O procedimento adotado seguiu protocolo padrão para casos de prisão de foragidos já condenados. Após confirmar visualmente a identidade da mulher, os agentes se aproximaram de forma discreta, realizaram a abordagem e deram ciência do mandado expedido pelo Judiciário. Não houve resistência nem ocorrência de incidentes durante a operação, informou a corporação.
A pena imposta refere-se ao crime previsto no artigo 33 da Lei nº 11.343/2006, que tipifica o tráfico ilícito de entorpecentes no território nacional e estabelece punição que pode variar de cinco a quinze anos de reclusão, além de multa. No processo em que foi julgada, a Justiça fixou a sanção em nove anos, a ser iniciada em regime fechado. O mandado agora executado era de caráter definitivo, não cabendo mais recursos capazes de suspender a punição.
Logo após a detenção, a mulher foi levada à sede do GARRAS, onde passou pelos trâmites de praxe: conferência documental, checagem em sistemas de segurança pública e registro do cumprimento da ordem judicial. Concluídas essas etapas, a custodiada ficou sob responsabilidade da Polícia Civil até o momento do deslocamento ao sistema penitenciário, unidade em que deverá iniciar o cumprimento efetivo da pena imposta.
O trabalho do GARRAS nesta ação envolveu a análise de dados de inteligência obtidos ao longo de diligências anteriores. Segundo a corporação, informações sobre possíveis endereços e rotinas da condenada foram cruzadas com relatórios de campo, resultando na identificação do ponto exato onde ela se encontrava na data da prisão. A atuação em horário comercial foi definida para reduzir riscos a terceiros e ampliar a chance de captura sem confrontos.
Fontes policiais ressaltaram que a operação integra um esforço permanente de localização de pessoas com mandados em aberto, especialmente aquelas condenadas por crimes considerados graves, como tráfico de drogas. A prática, segundo a corporação, contribui para dar efetividade às decisões judiciais e para reforçar a sensação de segurança da população, ao retirar de circulação indivíduos já sentenciados.
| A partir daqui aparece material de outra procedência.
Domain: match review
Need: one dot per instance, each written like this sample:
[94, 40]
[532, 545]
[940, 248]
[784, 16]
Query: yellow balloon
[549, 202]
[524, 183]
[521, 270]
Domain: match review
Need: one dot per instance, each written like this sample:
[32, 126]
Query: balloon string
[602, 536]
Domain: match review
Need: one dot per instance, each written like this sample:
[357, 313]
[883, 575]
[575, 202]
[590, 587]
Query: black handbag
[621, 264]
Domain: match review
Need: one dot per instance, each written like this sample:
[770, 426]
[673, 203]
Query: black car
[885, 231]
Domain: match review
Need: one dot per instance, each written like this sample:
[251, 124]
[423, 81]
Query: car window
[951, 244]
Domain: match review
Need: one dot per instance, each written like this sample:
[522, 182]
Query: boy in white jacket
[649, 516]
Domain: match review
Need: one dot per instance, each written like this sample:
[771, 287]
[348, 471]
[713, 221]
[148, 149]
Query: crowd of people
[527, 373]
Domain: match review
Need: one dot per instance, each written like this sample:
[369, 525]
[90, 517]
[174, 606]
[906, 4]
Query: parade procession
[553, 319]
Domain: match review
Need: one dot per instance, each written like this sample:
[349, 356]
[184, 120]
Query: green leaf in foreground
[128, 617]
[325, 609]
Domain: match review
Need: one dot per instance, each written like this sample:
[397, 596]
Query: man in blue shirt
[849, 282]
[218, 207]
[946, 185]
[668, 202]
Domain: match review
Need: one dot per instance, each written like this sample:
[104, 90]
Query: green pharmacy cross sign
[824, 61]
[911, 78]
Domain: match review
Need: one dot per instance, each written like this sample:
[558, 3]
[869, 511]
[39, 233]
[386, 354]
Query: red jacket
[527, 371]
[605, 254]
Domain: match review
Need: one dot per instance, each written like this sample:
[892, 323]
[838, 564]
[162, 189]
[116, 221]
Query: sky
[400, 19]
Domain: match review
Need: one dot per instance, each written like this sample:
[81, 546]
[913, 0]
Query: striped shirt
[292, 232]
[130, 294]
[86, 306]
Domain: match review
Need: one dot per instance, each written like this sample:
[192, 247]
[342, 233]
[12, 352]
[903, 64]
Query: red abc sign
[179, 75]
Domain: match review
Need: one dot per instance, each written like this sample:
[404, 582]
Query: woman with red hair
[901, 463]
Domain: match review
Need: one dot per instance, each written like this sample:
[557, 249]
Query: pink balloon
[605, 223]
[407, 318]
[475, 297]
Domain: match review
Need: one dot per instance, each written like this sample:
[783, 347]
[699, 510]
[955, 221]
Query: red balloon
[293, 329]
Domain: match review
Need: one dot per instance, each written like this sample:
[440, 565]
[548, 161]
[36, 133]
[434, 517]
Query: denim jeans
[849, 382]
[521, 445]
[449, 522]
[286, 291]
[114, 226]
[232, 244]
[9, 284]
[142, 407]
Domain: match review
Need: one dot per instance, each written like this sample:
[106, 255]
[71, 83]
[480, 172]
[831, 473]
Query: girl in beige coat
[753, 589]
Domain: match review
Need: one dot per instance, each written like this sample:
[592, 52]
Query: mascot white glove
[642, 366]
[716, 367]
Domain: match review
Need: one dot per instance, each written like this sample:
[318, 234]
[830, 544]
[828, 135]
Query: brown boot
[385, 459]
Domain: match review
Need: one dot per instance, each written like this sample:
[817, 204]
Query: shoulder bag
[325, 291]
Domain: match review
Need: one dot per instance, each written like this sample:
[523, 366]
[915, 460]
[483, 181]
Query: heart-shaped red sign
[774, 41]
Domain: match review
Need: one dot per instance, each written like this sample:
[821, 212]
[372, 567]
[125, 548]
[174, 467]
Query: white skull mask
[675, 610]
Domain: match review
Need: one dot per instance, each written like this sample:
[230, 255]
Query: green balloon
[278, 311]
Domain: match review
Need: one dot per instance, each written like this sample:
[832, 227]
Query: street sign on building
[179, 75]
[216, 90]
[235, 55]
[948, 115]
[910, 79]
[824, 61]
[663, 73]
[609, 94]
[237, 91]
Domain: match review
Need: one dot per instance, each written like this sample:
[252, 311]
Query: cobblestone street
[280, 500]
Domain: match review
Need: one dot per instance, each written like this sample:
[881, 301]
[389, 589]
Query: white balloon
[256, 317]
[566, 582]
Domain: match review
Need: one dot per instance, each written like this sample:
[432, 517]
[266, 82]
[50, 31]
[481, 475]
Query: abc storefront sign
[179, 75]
Encerrada a fase de custódia provisória na delegacia especializada, a presa será recambiada ao estabelecimento penal designado pela Agência Estadual de Administração do Sistema Penitenciário (Agepen). Até a expedição do guia de recolhimento, o Poder Judiciário deverá ser comunicado formalmente sobre a execução do mandado, etapa que marca o início da contagem do tempo de pena.
Com o registro desta detenção, a Polícia Civil de Mato Grosso do Sul afirma manter a estratégia de unir coleta de informações, análise de inteligência e ação operacional para localizar foragidos. O objetivo, de acordo com a corporação, é assegurar o cumprimento das sentenças transitadas em julgado e reduzir a impunidade em crimes ligados ao tráfico de entorpecentes, uma das prioridades definidas pelo sistema de segurança pública do estado.